EVALUATING AND CHOOSING A MACHINE LEARNING ALGORITHM FOR CLASSIFYING ROAD SURFACE QUALITY DATA

ABSTRACT Considering the importance of roads to a community, stakeholders (Governments, Motorists etc) need up-to-date information about the state of roads for decision making . This problem inspired Vorgbe’s (2014) work in implementing a machine learning classifier that could accurately classify roads as “good”, “fair” or “bad”. This information can then be visualised on Google Maps. However, with his algorithm failing to accurately classify some roads, this project seeks to evaluate five classification algorithms to determine which one is best for classifying road surface quality data.
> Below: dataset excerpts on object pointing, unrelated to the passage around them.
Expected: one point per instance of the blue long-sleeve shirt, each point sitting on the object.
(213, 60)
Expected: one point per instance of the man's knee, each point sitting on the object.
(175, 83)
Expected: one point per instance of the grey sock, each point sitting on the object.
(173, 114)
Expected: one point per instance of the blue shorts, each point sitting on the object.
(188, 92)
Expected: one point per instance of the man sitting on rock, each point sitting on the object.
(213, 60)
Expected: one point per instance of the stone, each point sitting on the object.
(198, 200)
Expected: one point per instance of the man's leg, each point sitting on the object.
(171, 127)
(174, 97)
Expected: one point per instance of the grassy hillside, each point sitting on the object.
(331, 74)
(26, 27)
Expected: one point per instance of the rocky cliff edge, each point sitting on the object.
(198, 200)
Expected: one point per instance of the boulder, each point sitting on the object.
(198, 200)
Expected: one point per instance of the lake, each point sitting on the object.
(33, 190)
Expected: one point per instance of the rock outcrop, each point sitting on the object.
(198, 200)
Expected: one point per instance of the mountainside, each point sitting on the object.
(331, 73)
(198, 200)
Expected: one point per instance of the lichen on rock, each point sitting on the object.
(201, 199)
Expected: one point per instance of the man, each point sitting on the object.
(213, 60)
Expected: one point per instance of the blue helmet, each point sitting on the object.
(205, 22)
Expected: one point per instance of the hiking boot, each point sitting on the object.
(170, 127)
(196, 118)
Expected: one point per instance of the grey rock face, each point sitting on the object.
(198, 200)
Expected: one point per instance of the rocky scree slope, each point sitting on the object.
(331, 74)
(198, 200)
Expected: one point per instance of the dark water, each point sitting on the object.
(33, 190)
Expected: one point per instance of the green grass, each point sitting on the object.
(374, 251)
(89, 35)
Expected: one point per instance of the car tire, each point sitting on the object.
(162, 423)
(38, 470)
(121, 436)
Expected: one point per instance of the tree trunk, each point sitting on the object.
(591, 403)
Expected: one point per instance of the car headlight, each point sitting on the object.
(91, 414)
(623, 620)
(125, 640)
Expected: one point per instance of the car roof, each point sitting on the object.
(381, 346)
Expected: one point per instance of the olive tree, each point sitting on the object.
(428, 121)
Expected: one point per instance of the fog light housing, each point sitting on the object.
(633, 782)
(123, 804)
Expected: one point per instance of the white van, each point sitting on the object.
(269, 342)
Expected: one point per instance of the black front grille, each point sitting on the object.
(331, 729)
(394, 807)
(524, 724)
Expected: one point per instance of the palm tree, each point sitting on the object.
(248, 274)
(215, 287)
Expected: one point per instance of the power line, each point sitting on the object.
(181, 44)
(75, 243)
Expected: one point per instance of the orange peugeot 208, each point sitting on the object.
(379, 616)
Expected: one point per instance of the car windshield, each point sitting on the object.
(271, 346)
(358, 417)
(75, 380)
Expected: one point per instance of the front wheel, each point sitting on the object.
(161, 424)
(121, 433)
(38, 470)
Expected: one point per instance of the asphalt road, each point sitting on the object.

To do this, we collected x, y, z acceleration and location data, extracted the desired features from it, performed a 10-fold cross-validation training on the data to choose the best model and then tested on a new set of examples to determine the model that accurately classifies the data. From the data available, the decision tree model produced the best performance with true positives of 97% accuracy for bad roads, 81% accuracy for fair roads and 93% accuracy for good roads. The overall accuracy on the test set is 92% with a precision of 92% and recall of 90%. This means that, this model is more likely to accurately predict a new data point as belonging to its true class. The other algorithms (Logistic Regression, Random Forests, Support Vector Machines and Nearest Neighbour) performed well when classifying the “good” and “bad” road data but instead classified the “fair” road data as “good” road.